New York Has Bad Voting Laws Too
There were not enough polling place locations open, so long lines wrapped around several city blocks. Some voters waited as long as five hours. And, there’s a state law that makes it illegal to distribute snacks to these voters standing in line. This was not in Georgia. Nor Florida.
This was the reality of early voting in New York City in October 2020.
And that’s not the only thing wrong with New York’s elections. Months earlier, officials didn’t mail over 30,000 requested ballots until the day before the primary election and thousands more ballots were later rejected for reasons out of the voter’s control. Two lawsuits filed in the past few months against the state of New York — over this line warming ban and these mail-in ballot rejection practices — demonstrate how bad voting laws are not constrained to red states.
It is illegal in New York to give a water bottle to a voter standing in a long line.
When the Republican-dominated legislatures in Florida and Georgia passed large voter suppression laws last year, there was one provision that stood out — the line warming ban, which makes it illegal to distribute items to voters waiting in line. The provision drew the ire of voting rights advocates and the public alike.
Though enacted years ago, New York state has a similar law on the books. The law states that, “during the hours of voting, on a day of a general, special or primary election,” no person may provide or pay for “any meat, drink, tobacco, refreshment or provision” to “any other person in connection with or in respect of any election.” The ban has limited exceptions and violators are subject to criminal penalties.

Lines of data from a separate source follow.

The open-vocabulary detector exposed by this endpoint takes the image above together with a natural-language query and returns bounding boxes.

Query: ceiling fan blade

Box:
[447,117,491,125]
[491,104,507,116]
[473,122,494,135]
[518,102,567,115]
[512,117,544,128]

Recognizing the detrimental impact of this law on voters, the Brooklyn Branch of the NAACP challenged this law as unconstitutional last September. The distribution of snacks or other items don’t solve the systemic problems of long lines, condensed polling places or election mismanagement, but it allows nonpartisan groups to help voters better endure the wait. While long lines disproportionately impact poor and non-white communities, for elderly and disabled voters, they can be prohibitive. “Thus, while poll lines are an inconvenience for some, for others they are exclusionary obstacles,” write the plaintiffs in their complaint.
In 2020, New York state had the third highest rejection rate of absentee ballots in the country. It’s a systemic problem.
The New York Senate Elections Committee published a report in 2021 that chronicles many of the state’s consistent election problems: “New York’s system of election administration has routinely fallen short in ways that have shaken public confidence, limited participation, and even disenfranchised voters.” Last month, the Democratic Congressional Campaign Committee (DCCC) filed a lawsuit against multiple practices that lead to New York’s exceedingly high rejection rate for mail-in ballots.
For example, a large proportion of the mail-in ballots rejected in the 2020 general election were rejected for “uncurable” reasons — meaning the voter had no opportunity to fix the defect. More often than not, “uncurable” reasons are technical issues that aren’t connected to a voter’s eligibility, such as missing or unmatched signatures, incorrect or missing dates or ballots being returned without the inner envelope or official outer envelope.
The Empire State also disenfranchises voters who cast a ballot outside of their registered county or polling district. In denser areas, like New York City, it’s much more likely for a voter to appear at an unassigned polling location and the complaint chronicles how voters sometimes receive incorrect information or misleading guidance from officials. The lawsuit also challenges the practice of discarding ballots just because the U.S. Postal Service failed to postmark them, a factor completely beyond the voter’s control.
When we saw unusually high rates of ballot rejections in Texas for this month’s primary election, that was by design — the newly enacted law had the specific goal of disenfranchising voters. In contrast, New York has simply not updated old laws or prioritized fixing their systems of election administration. Unfortunately, the impact is the same: for some voters, the right to have their vote counted is just an illusion.
Blue states aren’t immune from bad voting laws and election mismanagement. Leaders in states like New York are failing to fulfill the promises and priorities of the Democratic party — it is time for them to fix old laws, pass new ones and do whatever it takes to continue advancing voting rights. And if elected officials don’t, then lawsuits like these are essential to protecting the right to vote.